En réponse à une mauvaise critique, il envoie un courrier des lecteurs bref mais cinglant : « Merci de ne pas trop vous fatiguer et, pour la prochaine critique d’un de mes livres, de faire directement appel à un chimpanzé ou singe hurleur… » A un journaliste qui le remercie pour l’entretien qu’il vient de lui accorder, il répond : « Vous appelez ça un entretien ? » Systématique, excessive, sa cruauté est telle qu’elle finit par faire rire. Cet humour, il l’avoue d’ailleurs : « Tout est drôle. Exactement comme dans ma prose on ne doit jamais savoir précisément si, à tel ou tel endroit, il faut éclater de rire ou non. »

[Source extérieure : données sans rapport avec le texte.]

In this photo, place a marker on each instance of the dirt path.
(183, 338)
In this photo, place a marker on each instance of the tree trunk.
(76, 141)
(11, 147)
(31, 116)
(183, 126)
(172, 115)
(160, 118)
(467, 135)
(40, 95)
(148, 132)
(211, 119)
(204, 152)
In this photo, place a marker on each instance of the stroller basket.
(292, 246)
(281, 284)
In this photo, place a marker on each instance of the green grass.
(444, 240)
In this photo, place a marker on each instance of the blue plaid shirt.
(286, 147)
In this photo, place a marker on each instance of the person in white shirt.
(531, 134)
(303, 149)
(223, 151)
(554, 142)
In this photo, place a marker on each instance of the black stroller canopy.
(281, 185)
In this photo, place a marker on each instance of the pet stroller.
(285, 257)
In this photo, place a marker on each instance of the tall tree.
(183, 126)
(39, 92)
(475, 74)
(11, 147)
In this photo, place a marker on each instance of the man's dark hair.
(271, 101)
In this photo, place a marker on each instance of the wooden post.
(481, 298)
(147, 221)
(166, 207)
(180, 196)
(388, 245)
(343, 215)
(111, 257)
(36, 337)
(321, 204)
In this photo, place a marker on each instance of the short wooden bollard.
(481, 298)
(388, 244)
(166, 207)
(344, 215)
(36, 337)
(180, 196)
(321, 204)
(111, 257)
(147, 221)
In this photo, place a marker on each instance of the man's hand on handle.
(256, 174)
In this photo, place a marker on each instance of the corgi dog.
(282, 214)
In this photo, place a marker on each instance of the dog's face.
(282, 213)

On retrouve tous ces ingrédients dans les quatre récits parus au début des années 80 dans des journaux et réunis dans Goethe se mheurt. Qu’il évoque Goethe, Montaigne ou la montagne autrichienne, Thomas Bernhard ressasse sa colère, fustigeant tous ceux qu’il nomme les « annihilateurs », propagateurs d’une culture figée, morte. A sa manière, lui aussi fut un annihilateur, professeur de désespoir à l’éthique intransigeante.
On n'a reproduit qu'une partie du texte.